The Trump administration is proving very stressful for anyone who cares about the future of American democracy, because it is an ongoing stress test of our constitutional order. We do not yet have proof, at least not the kind that can be presented in court, that President Trump has violated the law; if it exists, that must await the conclusion of the special counsel’s investigation. What we do know is that he is systematically violating our democratic norms.
These are the unspoken assumptions about what a president is and is not supposed to do. It was never thought necessary to write down that the president should behave in a dignified manner, avoid conflicts of interest or not misuse his emergency powers for political purposes. But Trump is colossally ignorant and contemptuous of the way his predecessors have acted.
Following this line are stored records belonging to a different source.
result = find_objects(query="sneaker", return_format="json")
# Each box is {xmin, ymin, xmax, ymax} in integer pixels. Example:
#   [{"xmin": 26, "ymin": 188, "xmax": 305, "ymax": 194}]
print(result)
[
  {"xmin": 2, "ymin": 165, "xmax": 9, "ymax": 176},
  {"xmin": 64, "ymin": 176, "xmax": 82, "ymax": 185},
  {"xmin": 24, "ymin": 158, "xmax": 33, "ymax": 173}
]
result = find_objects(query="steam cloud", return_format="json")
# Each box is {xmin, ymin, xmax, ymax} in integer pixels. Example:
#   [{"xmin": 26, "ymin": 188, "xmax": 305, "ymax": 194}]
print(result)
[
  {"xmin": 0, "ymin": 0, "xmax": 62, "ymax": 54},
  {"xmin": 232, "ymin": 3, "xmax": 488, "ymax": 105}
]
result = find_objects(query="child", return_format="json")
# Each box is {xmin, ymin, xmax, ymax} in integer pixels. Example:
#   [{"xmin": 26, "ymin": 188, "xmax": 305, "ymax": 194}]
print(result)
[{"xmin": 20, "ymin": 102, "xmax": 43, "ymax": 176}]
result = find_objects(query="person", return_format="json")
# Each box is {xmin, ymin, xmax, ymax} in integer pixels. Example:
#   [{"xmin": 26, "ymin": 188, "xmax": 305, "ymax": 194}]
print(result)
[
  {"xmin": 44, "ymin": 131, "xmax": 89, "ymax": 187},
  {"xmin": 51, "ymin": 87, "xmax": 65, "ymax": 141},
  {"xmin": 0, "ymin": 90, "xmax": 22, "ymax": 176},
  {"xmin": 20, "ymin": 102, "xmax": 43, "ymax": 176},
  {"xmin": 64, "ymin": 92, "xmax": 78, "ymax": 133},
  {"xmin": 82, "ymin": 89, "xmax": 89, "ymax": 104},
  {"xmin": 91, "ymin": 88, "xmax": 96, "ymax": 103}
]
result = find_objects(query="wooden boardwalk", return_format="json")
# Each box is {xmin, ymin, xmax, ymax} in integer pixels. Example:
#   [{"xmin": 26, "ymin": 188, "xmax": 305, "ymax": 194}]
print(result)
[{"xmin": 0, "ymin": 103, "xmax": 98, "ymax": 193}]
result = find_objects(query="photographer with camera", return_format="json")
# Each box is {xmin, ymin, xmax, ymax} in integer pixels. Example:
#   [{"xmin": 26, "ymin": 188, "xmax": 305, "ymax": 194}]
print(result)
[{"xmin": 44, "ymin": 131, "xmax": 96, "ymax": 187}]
Unconstrained by morality or tradition, he is systematically redefining the presidency in a style that owes more to Vladimir Putin and Viktor Orban than to George Washington and Abraham Lincoln.
Some of the norms he is violating appear minor, but their collective impact is substantial. Until two years ago, for example, there was an expectation that presidents would work hard and pay serious attention to their intelligence briefings. Trump, by contrast, routinely blocks off 8 a.m. to 11 a.m. as “executive time,” and “rarely if ever reads the President’s Daily Brief” prepared by the intelligence community.
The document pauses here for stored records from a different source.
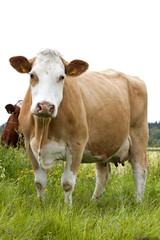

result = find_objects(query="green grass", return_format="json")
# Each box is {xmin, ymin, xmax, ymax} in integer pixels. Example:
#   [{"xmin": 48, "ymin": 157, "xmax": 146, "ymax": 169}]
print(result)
[{"xmin": 0, "ymin": 147, "xmax": 160, "ymax": 240}]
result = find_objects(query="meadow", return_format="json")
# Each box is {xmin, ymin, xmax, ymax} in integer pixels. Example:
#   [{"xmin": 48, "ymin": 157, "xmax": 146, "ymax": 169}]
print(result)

In another break with his predecessors, Trump appears to give more credence to the United States’ enemies than to its own intelligence agencies. Former FBI acting director Andrew McCabe writes in a new book that Trump refused to believe the intelligence community when it told him that North Korea had test-fired an intercontinental ballistic missile: “He thought that North Korea did not have the capability to launch such missiles. He said he knew this because Vladimir Putin had told him so.”
Other norms relate to ethics — a concept as alien to Trump as understatement or self-restraint. Previous presidents going back decades voluntarily disclosed their tax returns and either divested from their businesses or put them into a blind trust. Trump has refused to do any of this. Instead, he has profited from the presidency by, inter alia, doubling initiation fees at his Mar-a-Lago resort and frequently bringing his vast entourage to his own properties at government expense.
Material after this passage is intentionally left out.